Jason Stanford explains why it won’t be easy for Secretary of Education Arne Duncan to “walk back” his insulting remarks about “white suburban moms.”

When defenders of the testing industry in Texas tried the same tactic, they succeeded in strengthening the backlash against high-stakes testing.

It was not just “white suburban moms” who objected to the overemphasis on testing, but moms and dads of all races, living in not only suburbs, but cities and rural areas.

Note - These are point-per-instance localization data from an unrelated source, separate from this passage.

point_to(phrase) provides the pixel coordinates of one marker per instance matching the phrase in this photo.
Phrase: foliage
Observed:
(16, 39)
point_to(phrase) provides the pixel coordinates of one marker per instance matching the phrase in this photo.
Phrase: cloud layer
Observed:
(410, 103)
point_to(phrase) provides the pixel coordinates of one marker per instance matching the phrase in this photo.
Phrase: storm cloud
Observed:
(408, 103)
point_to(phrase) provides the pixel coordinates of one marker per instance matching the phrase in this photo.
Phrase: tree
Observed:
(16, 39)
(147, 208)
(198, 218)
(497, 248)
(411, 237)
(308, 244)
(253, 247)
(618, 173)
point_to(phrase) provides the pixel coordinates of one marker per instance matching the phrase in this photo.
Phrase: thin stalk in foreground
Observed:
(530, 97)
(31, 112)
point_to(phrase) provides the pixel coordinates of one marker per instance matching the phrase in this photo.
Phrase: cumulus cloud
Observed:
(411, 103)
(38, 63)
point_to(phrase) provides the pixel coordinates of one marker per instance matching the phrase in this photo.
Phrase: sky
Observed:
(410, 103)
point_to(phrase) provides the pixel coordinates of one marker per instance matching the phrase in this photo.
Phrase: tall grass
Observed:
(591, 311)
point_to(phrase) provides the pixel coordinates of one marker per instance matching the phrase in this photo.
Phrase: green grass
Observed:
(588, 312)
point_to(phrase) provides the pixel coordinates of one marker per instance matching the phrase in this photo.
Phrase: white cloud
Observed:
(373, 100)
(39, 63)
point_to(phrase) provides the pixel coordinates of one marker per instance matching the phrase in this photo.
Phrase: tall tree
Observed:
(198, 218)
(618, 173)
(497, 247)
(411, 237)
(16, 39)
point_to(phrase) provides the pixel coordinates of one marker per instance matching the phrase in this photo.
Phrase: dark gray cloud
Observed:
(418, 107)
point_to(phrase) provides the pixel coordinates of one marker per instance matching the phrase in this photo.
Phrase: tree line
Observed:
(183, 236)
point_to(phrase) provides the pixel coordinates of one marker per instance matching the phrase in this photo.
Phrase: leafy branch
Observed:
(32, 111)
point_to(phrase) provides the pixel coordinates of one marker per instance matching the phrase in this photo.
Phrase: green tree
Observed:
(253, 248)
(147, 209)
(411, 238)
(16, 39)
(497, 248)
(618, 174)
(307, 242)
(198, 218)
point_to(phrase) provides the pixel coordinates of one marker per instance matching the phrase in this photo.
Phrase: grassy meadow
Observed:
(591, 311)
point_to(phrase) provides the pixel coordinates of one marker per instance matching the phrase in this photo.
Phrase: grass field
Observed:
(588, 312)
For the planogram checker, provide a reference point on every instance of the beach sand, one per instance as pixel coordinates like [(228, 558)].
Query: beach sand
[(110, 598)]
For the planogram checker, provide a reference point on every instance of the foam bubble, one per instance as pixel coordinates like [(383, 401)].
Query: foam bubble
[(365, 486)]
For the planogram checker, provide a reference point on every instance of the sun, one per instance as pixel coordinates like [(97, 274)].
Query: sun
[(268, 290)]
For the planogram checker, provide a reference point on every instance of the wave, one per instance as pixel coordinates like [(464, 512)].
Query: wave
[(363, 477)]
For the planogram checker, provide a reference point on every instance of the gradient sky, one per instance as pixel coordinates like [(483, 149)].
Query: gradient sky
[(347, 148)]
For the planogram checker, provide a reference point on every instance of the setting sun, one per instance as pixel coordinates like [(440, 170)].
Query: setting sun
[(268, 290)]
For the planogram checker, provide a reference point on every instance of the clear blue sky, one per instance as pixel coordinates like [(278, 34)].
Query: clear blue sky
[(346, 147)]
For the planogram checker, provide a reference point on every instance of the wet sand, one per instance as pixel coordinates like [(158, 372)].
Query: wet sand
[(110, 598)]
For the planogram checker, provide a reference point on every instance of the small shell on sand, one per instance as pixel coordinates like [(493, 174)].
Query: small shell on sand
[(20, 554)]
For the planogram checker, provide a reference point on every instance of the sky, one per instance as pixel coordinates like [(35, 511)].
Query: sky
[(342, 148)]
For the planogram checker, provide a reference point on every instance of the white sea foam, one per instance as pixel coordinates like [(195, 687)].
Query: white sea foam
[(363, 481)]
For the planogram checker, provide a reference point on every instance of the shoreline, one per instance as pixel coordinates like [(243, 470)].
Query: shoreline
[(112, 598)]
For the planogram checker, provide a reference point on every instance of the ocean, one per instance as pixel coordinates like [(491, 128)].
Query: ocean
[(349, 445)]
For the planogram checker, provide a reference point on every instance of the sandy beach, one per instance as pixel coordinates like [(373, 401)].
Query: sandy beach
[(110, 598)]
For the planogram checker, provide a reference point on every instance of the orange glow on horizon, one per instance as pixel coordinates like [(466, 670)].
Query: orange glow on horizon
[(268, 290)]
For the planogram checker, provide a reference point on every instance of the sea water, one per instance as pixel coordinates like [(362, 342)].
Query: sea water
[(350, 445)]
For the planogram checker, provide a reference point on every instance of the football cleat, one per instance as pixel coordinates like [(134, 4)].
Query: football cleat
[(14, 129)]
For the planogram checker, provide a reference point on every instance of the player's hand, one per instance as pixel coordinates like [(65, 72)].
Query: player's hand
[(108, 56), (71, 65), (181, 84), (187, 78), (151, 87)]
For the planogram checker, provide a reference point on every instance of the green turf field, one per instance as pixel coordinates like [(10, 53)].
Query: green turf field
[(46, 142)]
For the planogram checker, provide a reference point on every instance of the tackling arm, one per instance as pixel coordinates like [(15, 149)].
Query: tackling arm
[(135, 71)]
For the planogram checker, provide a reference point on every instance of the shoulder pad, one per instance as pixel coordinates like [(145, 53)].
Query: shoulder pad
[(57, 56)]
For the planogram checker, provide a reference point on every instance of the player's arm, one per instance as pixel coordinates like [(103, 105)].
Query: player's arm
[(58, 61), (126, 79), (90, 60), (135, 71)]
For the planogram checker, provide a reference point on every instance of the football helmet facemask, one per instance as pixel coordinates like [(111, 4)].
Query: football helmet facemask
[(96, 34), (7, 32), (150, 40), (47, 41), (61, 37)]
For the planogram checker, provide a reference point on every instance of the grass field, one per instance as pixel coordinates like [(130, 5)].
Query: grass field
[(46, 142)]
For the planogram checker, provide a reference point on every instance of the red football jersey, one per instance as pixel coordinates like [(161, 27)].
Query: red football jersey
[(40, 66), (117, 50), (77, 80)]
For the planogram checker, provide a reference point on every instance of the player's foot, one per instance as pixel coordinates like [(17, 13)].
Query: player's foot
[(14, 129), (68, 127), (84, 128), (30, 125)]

They organized, they pushed back, and they beat the testing industry, which had for many years successfully gotten hundreds of millions of dollars for more and more testing, even as school budgets were cut to the bone.

Stanford concludes:

As in Texas, Sec. Duncan’s attempt to blame mothers has caused a backlash. Sec. Duncan’s half-hearted apology for his “controversial-sounding soundbites” and “clumsy phrasing” has done nothing to quell the full-throated opposition. Critics have started a petition on WhiteHouse.gov to remove Duncan as Secretary of Education, and a Facebook group called Moms Against Duncan (MAD) had more than 3,500 members.

The apology is beside the point. Parents of public school students — myself included — are mad that our education system is still based on standardized tests that are developmentally inappropriate, unable to measure classroom learning, and over-emphasized to the point of corrupting the curriculum. Moms (and dads, for that matter) will not be happy until we put developing children and not raising test scores at the center of our education policy. We’re just waiting for Sec. Duncan to realize that he isn’t as brilliant as he thinks he is.